Storage Engine Observability and SLOs

LESSON

Consistency and Replication

031 30 min advanced

Day 430: Storage Engine Observability and SLOs

The core idea: A storage engine SLO is credible only when it is expressed in engine-native state such as WAL durability, replay position, checkpoint debt, and restore readiness, not just in API latency.

Today's "Aha!" Moment

In 13.md, Harbor Point designed a real point-in-time recovery path for the bond_reservations cluster: nightly physical backups, continuous WAL archiving, and a restore procedure that can stop just before a destructive commit. That design looks solid on paper. The uncomfortable question the next morning is simpler: how would the team know, at 09:37 on a busy trading day, that the recovery promise is still intact?

Suppose the API dashboard is green. Median write latency is normal, the load balancer sees no errors, and traders keep placing reservations. Meanwhile, the WAL archive command has been failing for twelve minutes because the object-store credentials expired, the replica used for compliance reads is 1.8 GB behind on replay, and the next checkpoint is forcing a burst of dirty-page writes that will soon stretch commit latency. From the application's point of view, the service is still "up." From the storage engine's point of view, Harbor Point is already outside its recovery and freshness promises.

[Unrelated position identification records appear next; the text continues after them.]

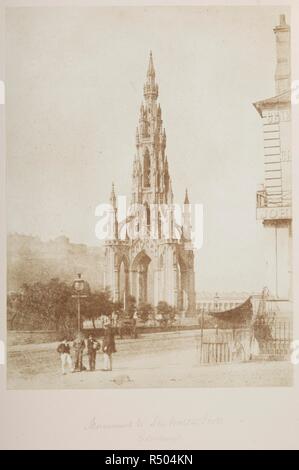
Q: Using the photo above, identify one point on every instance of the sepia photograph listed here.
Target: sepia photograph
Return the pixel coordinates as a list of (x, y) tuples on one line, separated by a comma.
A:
[(148, 197)]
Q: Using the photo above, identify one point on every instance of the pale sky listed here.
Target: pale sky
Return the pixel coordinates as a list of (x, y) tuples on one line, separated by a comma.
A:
[(74, 80)]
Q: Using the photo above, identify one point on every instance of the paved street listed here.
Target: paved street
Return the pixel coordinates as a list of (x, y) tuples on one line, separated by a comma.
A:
[(153, 360)]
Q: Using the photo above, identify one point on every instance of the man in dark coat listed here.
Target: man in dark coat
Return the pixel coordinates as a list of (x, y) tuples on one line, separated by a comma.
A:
[(64, 350), (108, 346), (79, 346), (92, 348)]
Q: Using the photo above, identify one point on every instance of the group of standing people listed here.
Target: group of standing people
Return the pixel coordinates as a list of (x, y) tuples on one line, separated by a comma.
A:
[(92, 345)]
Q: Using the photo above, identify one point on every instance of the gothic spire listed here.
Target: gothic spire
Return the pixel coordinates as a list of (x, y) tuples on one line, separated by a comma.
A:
[(150, 89), (151, 69), (186, 201), (113, 197)]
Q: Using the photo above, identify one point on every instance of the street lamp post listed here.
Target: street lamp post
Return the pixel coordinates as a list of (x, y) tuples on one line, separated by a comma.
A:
[(79, 288)]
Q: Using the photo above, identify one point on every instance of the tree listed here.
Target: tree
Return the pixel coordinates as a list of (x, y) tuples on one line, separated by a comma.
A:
[(41, 306), (97, 304), (145, 311)]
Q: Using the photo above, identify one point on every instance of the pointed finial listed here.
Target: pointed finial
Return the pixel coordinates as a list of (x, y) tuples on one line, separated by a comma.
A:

That is the key shift for this lesson. Storage engine observability is not a larger pile of metrics. It is a map from business promises to internal state transitions. "A committed reservation is durable within one second" is not a sentiment. It means Harbor Point can observe WAL generation, fsync completion, archive success, and replay progress closely enough to prove that the promise is still true. Once the team thinks that way, SLOs stop being generic uptime slogans and become concrete claims about the engine's hidden machinery.

This also corrects a common misconception. Teams often assume the database is healthy when query latency stays below threshold. That is sometimes true for the request path and false for the storage path. A system can serve traffic smoothly while its backup window is already broken, its replay backlog is growing, or its maintenance debt is quietly setting up the next incident.

Why This Matters

Harbor Point's reservation service is the system of record for open positions during the market session. If the cluster accepts writes at 09:40 but cannot restore to 09:39 because WAL archival has been broken since 09:28, the business does not really have the durability posture it thinks it bought. The incident will not start when the first HTTP 500 appears. It will start when an operator asks for a recovery point the engine can no longer provide.

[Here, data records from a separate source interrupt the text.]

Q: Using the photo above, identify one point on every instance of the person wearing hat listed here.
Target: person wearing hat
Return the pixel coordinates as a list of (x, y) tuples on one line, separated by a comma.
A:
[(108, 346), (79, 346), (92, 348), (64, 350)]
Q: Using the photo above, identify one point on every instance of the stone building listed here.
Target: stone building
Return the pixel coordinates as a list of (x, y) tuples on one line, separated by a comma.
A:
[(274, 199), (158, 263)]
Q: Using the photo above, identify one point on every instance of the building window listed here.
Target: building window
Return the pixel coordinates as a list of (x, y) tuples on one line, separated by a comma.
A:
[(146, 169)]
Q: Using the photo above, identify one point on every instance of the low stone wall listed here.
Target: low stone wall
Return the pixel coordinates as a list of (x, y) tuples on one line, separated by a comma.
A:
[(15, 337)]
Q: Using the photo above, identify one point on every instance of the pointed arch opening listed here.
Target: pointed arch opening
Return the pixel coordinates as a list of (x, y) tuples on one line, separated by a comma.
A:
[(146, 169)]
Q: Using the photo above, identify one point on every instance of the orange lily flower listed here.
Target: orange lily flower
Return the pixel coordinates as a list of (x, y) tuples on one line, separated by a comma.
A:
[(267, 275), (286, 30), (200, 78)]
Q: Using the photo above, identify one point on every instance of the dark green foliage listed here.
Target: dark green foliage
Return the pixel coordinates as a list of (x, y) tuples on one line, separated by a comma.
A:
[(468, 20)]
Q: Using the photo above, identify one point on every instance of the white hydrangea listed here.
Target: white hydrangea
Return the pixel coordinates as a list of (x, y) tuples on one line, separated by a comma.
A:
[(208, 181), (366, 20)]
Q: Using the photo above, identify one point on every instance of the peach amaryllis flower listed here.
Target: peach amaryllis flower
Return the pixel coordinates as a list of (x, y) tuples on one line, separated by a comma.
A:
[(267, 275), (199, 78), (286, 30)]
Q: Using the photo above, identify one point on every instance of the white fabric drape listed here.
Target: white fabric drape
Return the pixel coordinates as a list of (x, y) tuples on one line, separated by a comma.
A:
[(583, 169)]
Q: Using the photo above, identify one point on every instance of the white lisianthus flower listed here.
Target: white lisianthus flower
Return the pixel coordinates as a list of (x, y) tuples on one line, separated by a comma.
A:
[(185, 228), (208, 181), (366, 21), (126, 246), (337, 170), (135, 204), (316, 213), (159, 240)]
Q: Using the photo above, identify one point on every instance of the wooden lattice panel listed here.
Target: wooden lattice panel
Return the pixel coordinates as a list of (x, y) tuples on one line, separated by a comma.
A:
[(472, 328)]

Black-box monitoring does not catch that kind of degradation early enough. CPU, query throughput, and endpoint latency tell the team whether the database is currently serving work. They do not tell the team whether the write-ahead log is safely off-host, whether replicas are converging, whether checkpoints are accumulating dangerous flush debt, or whether a restore drill still finishes inside the promised recovery window.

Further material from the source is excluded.